专业详情

Geography provides a diverse interdisciplinary degree that bridges the natural and social sciences, providing enhancement of a broad range of transferable skills, and an education encompassing pressing issues at a range of scales, from local up to global. The degree spans such key topics as climate and environmental change, inequality, social, economic and cultural transformation, biodiversity loss, geomorphological processes in drylands, geographical data science, post-colonialism and globalization.

The Oxford Geography degree provides a holistic view of the workings of physical and human environments, the ways in which humans are transforming the world and the implications for human societies.  Students are introduced to the full range of geographical topics in the foundational courses, which they can then follow up in more detail in the optional papers, shaping their programme to match their developing interests. There is emphasis placed on interdisciplinary approaches within the course, with opportunities to explore the intersections between geography and other disciplines from the humanities, social and natural sciences.

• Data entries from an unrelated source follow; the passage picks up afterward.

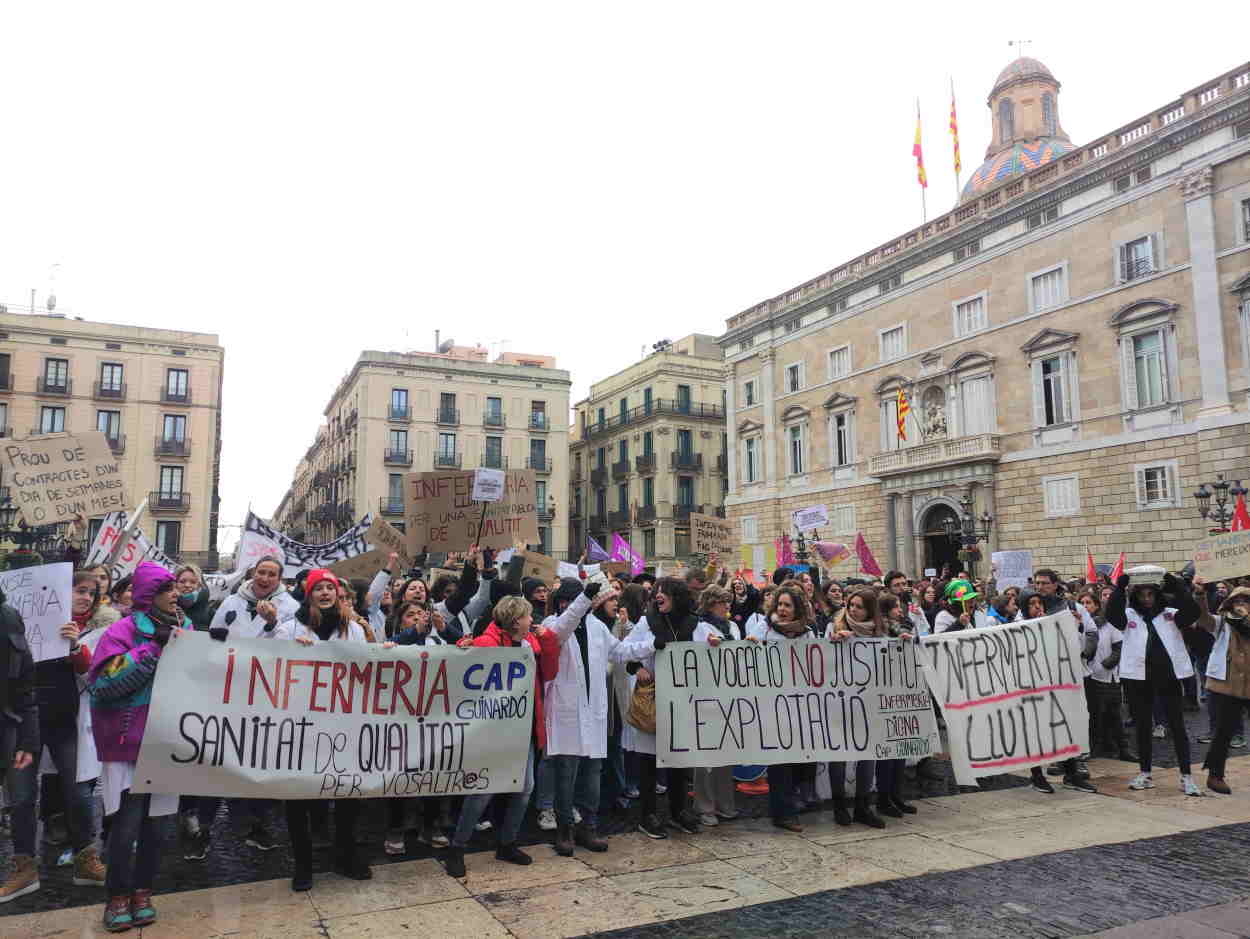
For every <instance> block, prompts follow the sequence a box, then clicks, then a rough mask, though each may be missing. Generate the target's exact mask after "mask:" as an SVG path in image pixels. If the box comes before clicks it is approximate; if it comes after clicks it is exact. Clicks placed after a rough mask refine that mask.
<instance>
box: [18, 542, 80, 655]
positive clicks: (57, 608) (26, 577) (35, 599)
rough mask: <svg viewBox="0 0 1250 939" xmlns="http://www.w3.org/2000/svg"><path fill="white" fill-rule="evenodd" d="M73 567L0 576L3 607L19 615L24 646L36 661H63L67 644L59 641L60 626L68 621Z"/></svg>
mask: <svg viewBox="0 0 1250 939" xmlns="http://www.w3.org/2000/svg"><path fill="white" fill-rule="evenodd" d="M73 585H74V565H73V564H68V563H61V564H40V565H37V566H34V568H17V569H16V570H6V571H4V573H2V574H0V591H2V593H4V603H5V604H6V605H9V606H12V608H14V609H15V610H17V613H19V614H20V615H21V621H22V623H24V624H25V625H26V643H27V644H29V645H30V654H31V656H32V658H34V659H35V661H44V660H45V659H64V658H65V656H66V655H69V654H70V640H69V639H61V626H64V625H65V624H66V623H69V621H70V619H71V615H73V603H74V590H73Z"/></svg>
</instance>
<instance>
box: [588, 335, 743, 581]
mask: <svg viewBox="0 0 1250 939" xmlns="http://www.w3.org/2000/svg"><path fill="white" fill-rule="evenodd" d="M724 375H725V365H724V360H722V358H721V350H720V346H719V345H717V344H716V338H715V336H706V335H699V334H694V335H689V336H686V338H685V339H680V340H677V341H676V343H657V344H656V348H655V351H652V354H651V355H647V356H646V358H645V359H642V360H641V361H639V363H636V364H634V365H630V366H629V368H627V369H625V370H622V371H619V373H616V374H615V375H612V376H611V378H606V379H604V380H602V381H597V383H595V384H594V385H591V388H590V396H589V398H586V399H585V400H582V401H579V403H577V404H576V405H575V410H576V416H575V419H574V420H575V426H576V430H575V435H574V439H572V440H571V441H570V445H569V454H570V455H569V463H570V465H571V503H572V508H571V526H570V535H569V541H570V545H572V548H574V551H572V553H574V555H577V554H580V550H581V548H584V546H585V544H586V536H587V535H589V536H591V538H594V539H595V540H596V541H599V543H600V544H601V545H604V546H607V544H606V543H607V540H610V536H611V533H612V531H615V533H617V534H620V535H621V536H622V538H625V539H626V540H627V541H629V543H630V545H631V546H632V548H634V549H635V550H637V551H640V553H641V554H642V555H644V556H645V558H646V560H647V563H649V564H650V563H654V561H661V563H662V561H671V560H674V559H681V560H686V559H687V558H689V556H690V513H691V511H695V513H702V514H705V515H721V514H724V496H725V491H726V488H727V485H729V460H727V450H726V445H727V436H726V433H725V406H724V400H725V378H724Z"/></svg>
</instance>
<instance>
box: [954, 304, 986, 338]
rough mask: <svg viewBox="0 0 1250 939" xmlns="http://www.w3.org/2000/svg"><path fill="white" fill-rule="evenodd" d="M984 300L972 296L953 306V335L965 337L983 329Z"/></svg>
mask: <svg viewBox="0 0 1250 939" xmlns="http://www.w3.org/2000/svg"><path fill="white" fill-rule="evenodd" d="M985 325H986V320H985V298H984V296H974V298H973V299H970V300H964V303H959V304H955V335H956V336H966V335H970V334H973V333H976V331H979V330H983V329H985Z"/></svg>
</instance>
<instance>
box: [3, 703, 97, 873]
mask: <svg viewBox="0 0 1250 939" xmlns="http://www.w3.org/2000/svg"><path fill="white" fill-rule="evenodd" d="M41 733H42V741H44V745H45V746H46V748H47V753H49V754H50V755H51V758H53V765H54V766H56V774H58V778H59V780H60V786H61V798H63V800H64V803H65V826H66V828H68V829H69V834H70V844H71V845H73V846H74V853H75V854H78V853H79V851H80V850H83V849H84V848H86V846H88V845H89V844H91V841H94V840H95V830H94V823H93V810H91V794H93V790H94V788H93V785H91V783H90V781H88V783H78V781H75V780H76V778H78V728H76V726H73V725H71V726H69V728H68V729H60V728H42V730H41ZM31 756H32V759H31V761H30V765H29V766H26V769H10V770H8V771H6V773H5V788H6V789H8V790H9V808H10V810H11V816H12V851H14V854H27V855H31V856H35V854H36V851H35V821H36V819H37V818H39V813H37V811H35V799H36V796H37V793H39V758H40V754H37V753H35V754H31Z"/></svg>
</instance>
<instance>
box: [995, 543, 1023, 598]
mask: <svg viewBox="0 0 1250 939" xmlns="http://www.w3.org/2000/svg"><path fill="white" fill-rule="evenodd" d="M990 560H991V561H993V563H994V580H995V583H996V584H998V588H999V590H1006V589H1008V588H1009V586H1019V588H1020V589H1024V588H1026V586H1029V579H1030V578H1031V576H1033V551H995V553H994V554H991V555H990Z"/></svg>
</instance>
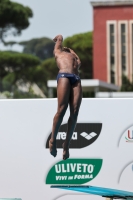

The facilities available at Oxford are among the best in the country. Field equipment used by students for fieldwork reports and dissertations include Lidar systems for remote sensing of winds, theodolites for tracking balloons to calculate winds in the lower atmosphere, a high specification computing cluster which allows students to access data from the latest climate change experiments, as well as satellite-derived data of clouds and pollution. The department also has well-equipped Geolabs for practical physical courses and individual research projects including the Geography Research and Teaching Labs, the Oxford Luminescence Dating Lab  and the Oxford Rock Breakdown Lab. The central and collegiate Library resources, electronically and in print are second to none.